In December, Teguise announced that it would change the local law that prohibited any citizen from feeding wild or feral animals, and would “habilitate” volunteers to feed cats in certain areas where colonies of feral cats exist.
Gerardo Rodriguez of Teguise Council announced that the scheme would begin in Costa Teguise, and would be undertaken in collaboration with animal welfare groups. He also said that a neutering campaign would be included.
However, twelve ecological groups have written to Teguise, threatening to take legal action “to protect the island’s biodiversity, as well as the welfare of the cats.”

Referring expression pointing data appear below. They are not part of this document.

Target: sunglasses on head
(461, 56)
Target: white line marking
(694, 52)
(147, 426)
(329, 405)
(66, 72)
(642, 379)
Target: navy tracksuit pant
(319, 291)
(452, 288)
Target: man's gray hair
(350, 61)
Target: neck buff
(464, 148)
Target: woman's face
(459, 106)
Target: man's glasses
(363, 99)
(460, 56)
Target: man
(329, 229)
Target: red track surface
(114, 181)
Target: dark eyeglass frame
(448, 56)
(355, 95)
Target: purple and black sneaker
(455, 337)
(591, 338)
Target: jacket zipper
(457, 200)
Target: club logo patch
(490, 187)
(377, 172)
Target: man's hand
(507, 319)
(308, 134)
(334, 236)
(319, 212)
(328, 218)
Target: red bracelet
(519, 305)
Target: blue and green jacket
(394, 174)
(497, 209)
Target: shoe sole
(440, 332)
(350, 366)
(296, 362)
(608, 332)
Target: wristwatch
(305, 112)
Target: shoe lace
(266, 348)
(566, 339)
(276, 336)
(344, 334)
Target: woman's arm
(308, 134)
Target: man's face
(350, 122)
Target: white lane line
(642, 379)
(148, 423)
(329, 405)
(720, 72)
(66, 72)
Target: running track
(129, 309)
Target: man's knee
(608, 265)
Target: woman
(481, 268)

The opponents of the plan claim that there is scientific consensus on the impact that cats can have on wild native species, especially on islands, and have pointed out that Teguise contains protected zones of high ecological value.

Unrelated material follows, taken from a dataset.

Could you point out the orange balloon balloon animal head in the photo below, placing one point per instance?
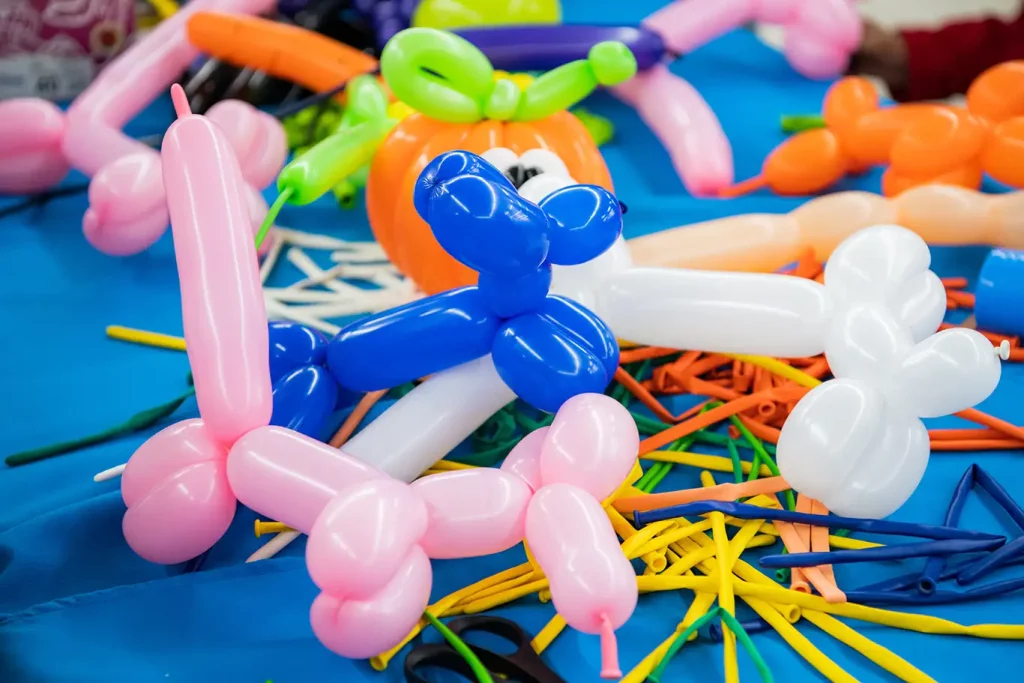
(462, 107)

They claim that the Teguise Ayuntamiento have supported a system that “has no scientific evidence for reducing cat numbers and, also, could damage the welfare of cats “given the type of lives they lead outside of domestic homes.” they have also claimed that cats could carry pathogens that may threaten humans and other species.
The solution they offer is to catch the feral cats of Teguise and remove them, from the natural environment permanently, keeping them in places that are prepared for them. The only installations that meet these requirements in Teguise are the municipal cat pound and Sara Animal Shelter, which is already full of cats.
To feed or not to feed?
The life of feral cats is usually nasty, brutish and short. A couple of years of desperate existence, with risks of infection, feline AIDS, skin cancer and, for females, endless draining pregnancies.
Vet Jane Burke is adamant that neutering is the key: “Feeding is kind, provided cats are neutered. But I am 100% against feeding un-neutered cats. It’s cruel, selfish self gratification.” Jane believes that the only reliable research on cat colonies shows that the impact on local wildlife is negligible if an adequate TNR (Trap, Neuter, Release) Scheme exists.